Les nouvelles directives diététiques américaines, publiées en janvier, recommandent désormais un apport en protéines compris entre 1,2 et 1,6 gramme par kilogramme de poids corporel et par jour – une augmentation par rapport aux recommandations précédentes. Realfood.gov, dont le secrétaire à la Santé et aux Services sociaux, Robert F. Kennedy Jr., est un fervent promoteur, met en avant une nouvelle « pyramide alimentaire inversée » où les produits d’origine animale, notamment le steak, occupent une place de choix. « Nous mettons fin à la guerre contre les protéines », affirme le site web, reprenant les propos de Kennedy.
L’administration américaine estime que la plupart des Américains consomment déjà une quantité suffisante de protéines. Une analyse des données disponibles, accessible sur Realfood.gov, indique que l’apport moyen est d’environ 1 gramme par kilogramme de poids corporel par jour, ce qui se situe dans la fourchette considérée comme acceptable.
Pour tester la cohérence des conseils prodigués, un journaliste a interrogé Grok, le chatbot d’Elon Musk, sur les besoins protéiques. Initialement, Grok a recommandé l’apport journalier recommandé de longue date, soit 0,8 gramme par kilogramme, mais a ajusté sa réponse en fonction du niveau d’activité physique de l’utilisateur, se rapprochant ainsi des nouvelles directives.

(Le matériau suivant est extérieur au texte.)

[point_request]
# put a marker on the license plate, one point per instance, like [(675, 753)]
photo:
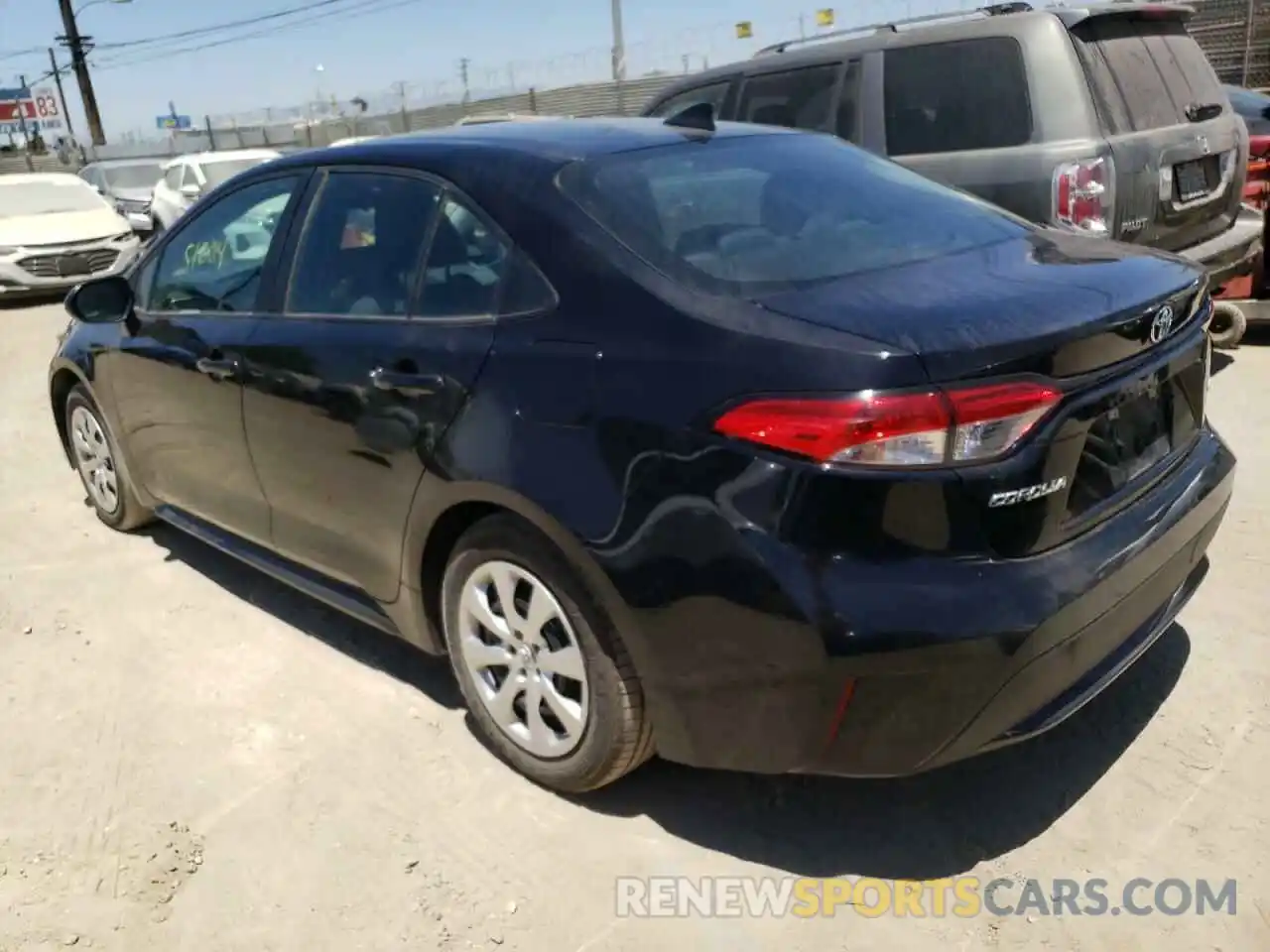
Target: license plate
[(1135, 435), (1192, 180), (71, 266)]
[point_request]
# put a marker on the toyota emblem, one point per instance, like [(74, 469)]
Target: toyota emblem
[(1161, 324)]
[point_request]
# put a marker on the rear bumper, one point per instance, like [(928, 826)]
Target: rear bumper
[(1006, 651), (1233, 252)]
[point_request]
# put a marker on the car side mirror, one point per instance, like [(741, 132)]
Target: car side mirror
[(100, 301)]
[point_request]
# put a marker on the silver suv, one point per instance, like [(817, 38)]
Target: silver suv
[(1105, 118)]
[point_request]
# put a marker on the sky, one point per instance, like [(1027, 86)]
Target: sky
[(372, 48)]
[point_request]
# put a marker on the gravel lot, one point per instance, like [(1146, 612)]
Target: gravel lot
[(191, 757)]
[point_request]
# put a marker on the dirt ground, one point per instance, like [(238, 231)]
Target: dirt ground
[(193, 757)]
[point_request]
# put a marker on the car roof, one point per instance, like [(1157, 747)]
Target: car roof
[(901, 32), (558, 143), (229, 155), (33, 177), (134, 160)]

Cependant, des nutritionnistes soulignent que cette simplification excessive peut être trompeuse. Lindsay Malone, diététiste clinicienne à l’Université Case Western Reserve, explique : « Ce que je pense que l’administration essaie de faire, c’est de cibler les personnes métaboliquement en mauvaise santé qui peuvent avoir besoin d’un peu plus de protéines pour se sentir rassasiées et satisfaites afin de développer leurs muscles. Mais cette nuance est perdue avec leur message unique. » Elle met en garde contre le risque de surcharge d’informations pour le grand public.
Michelle King Rimer, professeure adjointe clinique de sciences nutritionnelles à l’Université du Wisconsin-Milwaukee, rappelle que l’excès de protéines peut également entraîner une prise de poids. « Une consommation excessive de protéines peut toujours être transformée en graisse », précise-t-elle.
Les directives encouragent à privilégier les protéines à chaque repas, en combinant sources animales et végétales. Lors d’un récent salon professionnel de l’élevage, Robert F. Kennedy Jr. a d’ailleurs déclaré que « le bœuf est de retour au menu », selon un communiqué du HHS.
Interrogé sur les sources de protéines les plus saines, Grok a recommandé les protéines végétales, le poisson, la volaille maigre et les œufs, tout en conseillant de limiter la consommation de viande rouge et de produits transformés. Ces recommandations rejoignent celles d’organisations de santé telles que l’Association américaine du cœur, qui mettent en évidence les bienfaits d’un régime riche en protéines végétales et en poisson.